OEBPS FAQ

What is an open standard?

The word “standard” gets tossed around a lot in computing and engineering circles. The likelihood that two people who use the word mean the same thing by it is fairly small; if the two people are an engineer and a public-relations expert, the likelihood drops to near zero. Keep that in mind while reading press releases.

(This may seem like hairsplitting, but in fact I am glossing over a morass involving several so-called “standards bodies” and a great many more words than just “standard.” Take my word for it: “standard” is semantically null except as part of a compound.)

The phrase “open standard,” however, is marginally more precise, if just as colloquial. An open standard is a specification that has been endorsed by a body that exists specifically to create and ratify such standards, without expectation of directly profiting by them. Typically, though (unfortunately) not always, an open standard can be read and implemented without incurring fees or legal liability related to intellectual property issues such as patents and copyrights.

A specification is not an open standard just because it is in wide use. PDF, for example, is not an open standard; it was originally created and is currently owned and controlled by Adobe Systems, Inc.

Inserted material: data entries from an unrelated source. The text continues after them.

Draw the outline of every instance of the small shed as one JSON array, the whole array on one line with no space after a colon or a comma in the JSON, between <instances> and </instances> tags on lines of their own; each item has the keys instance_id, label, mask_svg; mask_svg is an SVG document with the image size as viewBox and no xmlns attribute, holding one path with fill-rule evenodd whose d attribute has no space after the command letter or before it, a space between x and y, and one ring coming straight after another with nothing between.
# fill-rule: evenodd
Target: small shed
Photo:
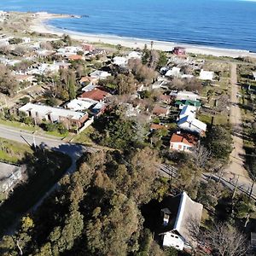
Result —
<instances>
[{"instance_id":1,"label":"small shed","mask_svg":"<svg viewBox=\"0 0 256 256\"><path fill-rule=\"evenodd\" d=\"M173 48L173 54L176 55L186 55L186 49L184 47L174 47Z\"/></svg>"}]
</instances>

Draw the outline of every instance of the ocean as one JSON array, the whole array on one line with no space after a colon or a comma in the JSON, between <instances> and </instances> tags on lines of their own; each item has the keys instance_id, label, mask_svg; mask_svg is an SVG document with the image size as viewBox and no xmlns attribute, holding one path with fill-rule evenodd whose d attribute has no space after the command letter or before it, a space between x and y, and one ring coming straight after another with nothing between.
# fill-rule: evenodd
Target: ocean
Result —
<instances>
[{"instance_id":1,"label":"ocean","mask_svg":"<svg viewBox=\"0 0 256 256\"><path fill-rule=\"evenodd\" d=\"M1 0L0 9L83 15L61 29L256 52L256 1Z\"/></svg>"}]
</instances>

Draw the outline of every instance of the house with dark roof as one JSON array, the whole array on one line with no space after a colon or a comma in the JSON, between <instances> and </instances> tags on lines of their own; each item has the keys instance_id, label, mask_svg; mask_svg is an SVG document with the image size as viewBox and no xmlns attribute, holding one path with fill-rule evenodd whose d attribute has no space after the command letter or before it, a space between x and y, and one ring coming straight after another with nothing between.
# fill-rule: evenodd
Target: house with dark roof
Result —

Why does the OEBPS use open standards?

The most obvious reason to build on open standards is the reduction of intellectual-property headaches and costs associated with their adoption and implementation. Use of open standards avoids immediate licensing fees. It also helps prevent content and content producers from being held hostage by owners of proprietary formats and proprietary software.

Do open standards reduce intellectual-property headaches to zero? No, unfortunately not. So-called “submarine patents,” not disclosed by the entity owning them until well into an open standard’s development and adoption, have threatened a few open standards. Moreover, some patent-rich corporations are trying to encourage the use of patented technologies in open standards.

Even so, the open-standards process creates an interesting safeguard: a large pool of potential victims, many of them powerful and vocal, when patents threaten an open standard. The owner of the intellectual property may not have much leverage to demand royalties because of the sheer numbers who stand to lose if the open standard dies, or if using it suddenly costs a lot more than before. Alert standards developers and implementers have in recent history shamed patent owners into negotiating specific patents and backing away from inclusion of patented technology in open standards.

An additional benefit of open-standard adoption is the sheer weight of brainpower often brought to bear in standards development. No single entity, be it corporate, governmental, or academic, has a monopoly on smart developers. The open standards process allows smart developers from a wide variety of organizations to sit down together and hammer out the best standard they can. Moreover, an open-standard development process typically receives a great deal of public criticism and suggestions, so smart developers not immediately involved in developing the standard can still impact it. Proprietary specifications rarely (if ever) receive such varied and copious input.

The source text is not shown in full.